I suoi contributi nello studio delle aree e dei volumi di figure piane e solide anticiparono molti dei contenuti della moderna geometria; ad esempio egli determinò l'area della superficie sferica e dimostrò che il volume della sfera è pari a due terzi del volume del cilindro a essa circoscritto.
In un trattato di statica, definì la posizione del baricentro di alcune figure solide e diede una chiara spiegazione del principio di funzionamento della leva. Probabilmente sono da attribuire ad Archimede l'invenzione della puleggia composta e della coclea, o vite di Archimede, usata per il sollevamento dell'acqua.
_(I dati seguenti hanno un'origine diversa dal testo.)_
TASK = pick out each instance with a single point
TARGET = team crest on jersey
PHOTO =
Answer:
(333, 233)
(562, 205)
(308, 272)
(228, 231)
Scarsi sono i particolari sulla vita di Archimede. Secondo Cicerone, Archimede era di umili origini, anche se forse era imparentato alla lontana con Gerone II, tiranno di Siracusa, da cui era molto stimato. Possiamo ricavare qualche informazione su di lui dalle storie di Plutarco, Livio e altri autori. Plutarco, descrivendo l'assedio di Siracusa da parte dei Romani durante le Seconda Guerra Punica, ci dice che Archimede abbia inventato ingegnose macchine da guerra per tenere lontano il nemico: catapulte per lanciare pietre, corde, carrucole e ganci per sollevare e schiantare le navi romane e dispositivi per sviluppare incendi sulle navi (specchi ustori). Durante il saccheggio della città, Archimede venne trucidato da un soldato romano, nonostante il generale Marcello avesse dato l'ordine di salvare la vita del matematico.
Poiché, a quanto viene riferito, Archimede aveva settantacinque anni, è molto probabile che fosse nato nel 287 a.C. Della morte di Archimede vi sono però versioni diverse, riportate da Plutarco.
Secondo una prima versione, il soldato romano, trovato Archimede, gli avrebbe ordinato di seguirlo dal comandante Marcello. Archimede si sarebbe rifiutato finché non avesse risolto il problema a cui stava lavorando.
Alla risposta di Archimede «Noli turbare circulos meos», il soldato, seccato, l'avrebbe ucciso. Il fatto che Archimede, che scriveva in dialetto dorico, si sia rivolto in latino ad un soldato appare assai improbabile.
Alcuni autori riportano che abbia visitato l'Egitto e che abbia studiato ad Alessandria con gli allievi di Euclide: fu probabilmente in questa occasione che inventò il dispositivo, oggi noto come "vite di Archimede", fatto di canali o tubi avvolti elicoidalmente attorno ad un asse inclinato, munito di una manovella per farlo girare.
I vari resoconti rimasti sulla vita di Archimede sono d'accordo nel dipingerlo come persona che attribuiva scarso valore ai suoi congegni meccanici rispetto ai prodotti della sua attività intellettuale. Anche quando trattava di leve e di altre macchine semplici, era molto più interessato ai principi generali che le governavano piuttosto che alle loro applicazioni pratiche.
Plutarco ha reso un cattivo servizio ad Archimede, facendone il prototipo dello scienziato distratto, lo descrive come stregato da una sirena: «[...] viveva continuamente incantato da questa che potremmo chiamare una Sirena a lui familiare e domestica, al punto da scordarsi persino di mangiare e di curare il proprio corpo. Spesso, quando i servitori lo trascinavano a viva forza nel bagno per lavarlo ed ungerlo, egli disegnava sulla cenere della stufa alcune figure geometriche; e appena lo avevano spalmato di olio, tracciava sulle proprie membra delle linee col dito, tanto lo dominava il diletto ed era prigioniero, veramente delle Muse».